Plaintiff asserts that the Farley Center availed itself to personal jurisdiction because it was listed on JLAP's referral list. However, the Farley Center maintains that it did not solicit Plaintiff because the Farley Center did not place itself on JLAP's referral list. Even further, the Farley Center contends that it was unaware of its presence on JLAP's referral list.
In its Discovery Responses, the Farley Center represented that despite diligent efforts, it could not locate any text messages, e-mail messages, contracts or billing documentation regarding the Plaintiffs referral in 2019. (Doc. 63-1 at p. 1-2). The Farley Center asserts that all other communication with Plaintiff was incidental to her treatment and not intended to serve as a solicitation or marketing effort. (Doc. 61.1 at p. 2). Considering the Discovery Responses, the Court cannot conclude that the communication between Plaintiff, the Farley Center, and JLAP shows that the Farley Center solicited a position on JLAP's referral list.

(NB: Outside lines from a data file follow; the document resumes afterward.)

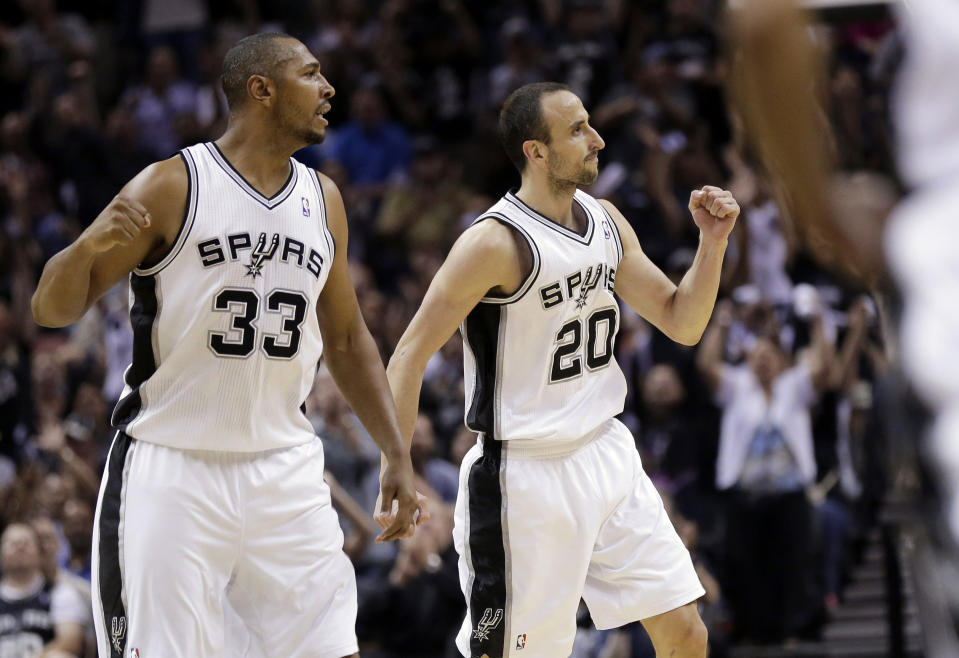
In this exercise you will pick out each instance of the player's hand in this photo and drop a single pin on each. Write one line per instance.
(119, 224)
(714, 211)
(420, 516)
(397, 504)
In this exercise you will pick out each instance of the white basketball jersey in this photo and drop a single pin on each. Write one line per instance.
(539, 364)
(926, 101)
(225, 335)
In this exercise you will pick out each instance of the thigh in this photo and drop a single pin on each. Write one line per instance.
(166, 538)
(639, 566)
(294, 588)
(524, 549)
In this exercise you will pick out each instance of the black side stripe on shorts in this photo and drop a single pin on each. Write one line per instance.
(488, 602)
(111, 585)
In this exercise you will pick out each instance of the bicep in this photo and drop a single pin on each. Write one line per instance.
(474, 266)
(642, 285)
(162, 189)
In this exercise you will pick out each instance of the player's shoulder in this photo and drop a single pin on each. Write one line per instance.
(327, 184)
(161, 179)
(489, 240)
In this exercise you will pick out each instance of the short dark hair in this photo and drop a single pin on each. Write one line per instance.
(522, 118)
(257, 54)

Plaintiff also asserts that the multiple payments she made, including the wire transfer from her bank to the Farley Center, should establish personal jurisdiction. The Fifth Circuit has held otherwise. See Patterson v. Dietze, Inc. 764 F.2d 1145, 1147 (5th Cir. 1985) (establishing that “given that the material performance occurred in Oklahoma, the fact that Harvey mailed payments to Texas does not weigh heavily in our determination.”); Accord Hydrokinetics, Inc. v. Alaska Meeh., Inc., 700 F.2d 1026, 7029 (5th Cir. 1983) (finding that the Court does not “weigh heavily the mailing of payment checks into the forum.”). Thus, Plaintiffs claim that her financial transactions made to the Farley Center confers personal jurisdiction fails.

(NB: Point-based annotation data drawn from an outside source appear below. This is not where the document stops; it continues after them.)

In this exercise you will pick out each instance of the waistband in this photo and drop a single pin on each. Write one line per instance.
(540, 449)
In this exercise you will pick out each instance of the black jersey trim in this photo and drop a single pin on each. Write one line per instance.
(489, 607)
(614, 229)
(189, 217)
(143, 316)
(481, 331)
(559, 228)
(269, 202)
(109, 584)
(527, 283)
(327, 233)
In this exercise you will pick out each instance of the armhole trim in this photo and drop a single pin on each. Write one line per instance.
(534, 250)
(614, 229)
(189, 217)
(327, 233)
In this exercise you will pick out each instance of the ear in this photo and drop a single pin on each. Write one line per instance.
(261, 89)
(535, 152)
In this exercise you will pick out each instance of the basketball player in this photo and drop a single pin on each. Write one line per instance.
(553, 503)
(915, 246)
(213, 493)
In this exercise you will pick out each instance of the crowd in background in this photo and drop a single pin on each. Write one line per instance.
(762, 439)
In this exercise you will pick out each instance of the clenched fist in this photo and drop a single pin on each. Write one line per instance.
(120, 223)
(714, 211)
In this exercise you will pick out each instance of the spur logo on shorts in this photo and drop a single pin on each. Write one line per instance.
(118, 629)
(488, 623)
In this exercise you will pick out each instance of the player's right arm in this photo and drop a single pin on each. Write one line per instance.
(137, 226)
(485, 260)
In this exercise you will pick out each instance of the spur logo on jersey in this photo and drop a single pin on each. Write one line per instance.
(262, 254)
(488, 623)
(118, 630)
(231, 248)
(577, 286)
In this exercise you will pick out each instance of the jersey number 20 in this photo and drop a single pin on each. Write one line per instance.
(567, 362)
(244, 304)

Lastly, Plaintiffs assertion that the telephone conference with the Farley Center and JLAP employees to discuss her treatment is sufficient to establish personal jurisdiction is also misplaced. In Patterson 764 F.2d 1147, the Fifth Circuit considered whether the mere participation in telephone calls were sufficient to convey personal jurisdiction. There, the Court found that such actions were insufficient to support specific jurisdiction because all “material performance occurred in Mexico.” (Id.).
Similarly, all material performance in this case occurred in Virginia. Plaintiff was allegedly bitten by bed bugs in Virginia and billing disputes stem from her treatment there. Because all performance occurred in Virginia, the communication between the Parties and payments made by Plaintiff to the Farley Center are not sufficient to support jurisdiction.

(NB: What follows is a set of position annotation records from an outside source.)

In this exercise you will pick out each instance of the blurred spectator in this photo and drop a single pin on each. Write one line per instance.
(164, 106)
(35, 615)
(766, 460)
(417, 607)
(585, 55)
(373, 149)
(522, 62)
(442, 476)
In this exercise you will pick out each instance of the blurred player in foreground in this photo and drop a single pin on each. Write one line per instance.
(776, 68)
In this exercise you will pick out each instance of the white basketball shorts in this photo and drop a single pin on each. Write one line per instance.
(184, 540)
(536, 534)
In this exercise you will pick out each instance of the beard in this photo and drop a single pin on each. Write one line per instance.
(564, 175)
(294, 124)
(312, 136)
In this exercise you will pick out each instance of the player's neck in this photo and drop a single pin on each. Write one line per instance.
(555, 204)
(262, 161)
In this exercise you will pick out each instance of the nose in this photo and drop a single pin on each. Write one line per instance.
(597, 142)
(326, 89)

The question (again) is “what next.” Dismissal without prejudice is an option. But so, too, is transfer to the Eastern District of Virginia under 28 U.S.C. § 1631. See Franco v. Mabe Trucking Co., Inc., 3 Frith 788, 794 (5th Cir. 2021) (“[Section] § 1631 was intended to embrace transfers performed in the absence of not just subject matter jurisdiction, but personal jurisdiction as well.”). Significantly, neither Party has requested a transfer.
“A case is ‘transferable' pursuant to § 1631 when three conditions are met: (1) the transferee court would have been able to exercise its jurisdiction on the date the action was misfiled; (2) the transferor court lacks jurisdiction; and (3) the transfer serves the interest of justice.” Arias v. Mercedes-Benz USA, LLC, No. 20-CV-00546, 2021 WL 1206600, at *5 (M.D. La. Mar. 30, 2021) (Jackson, J.) (citing authorities).
There is no dispute that this action could have been brought in the Eastern District of Virginia. The Court has now determined that it lacks personal jurisdiction over the Farley Center, and that transfer, not dismissal, best serves to promote judicial efficiency, conserve the Parties' resources, and avoid duplication of efforts. Thus, the elements of the test for transferability under § 1631 are satisfied. See id.
III. CONCLUSION
Accordingly, IT IS ORDERED that the Clerk of Court shall TRANSFER this action to the U.S. District Court for the Eastern District of Virginia pursuant to 28 U.S.C. § 1631.
IT IS FURTHER ORDERED that all pending motions, be and are hereby DEFERRED to the Transferee Court.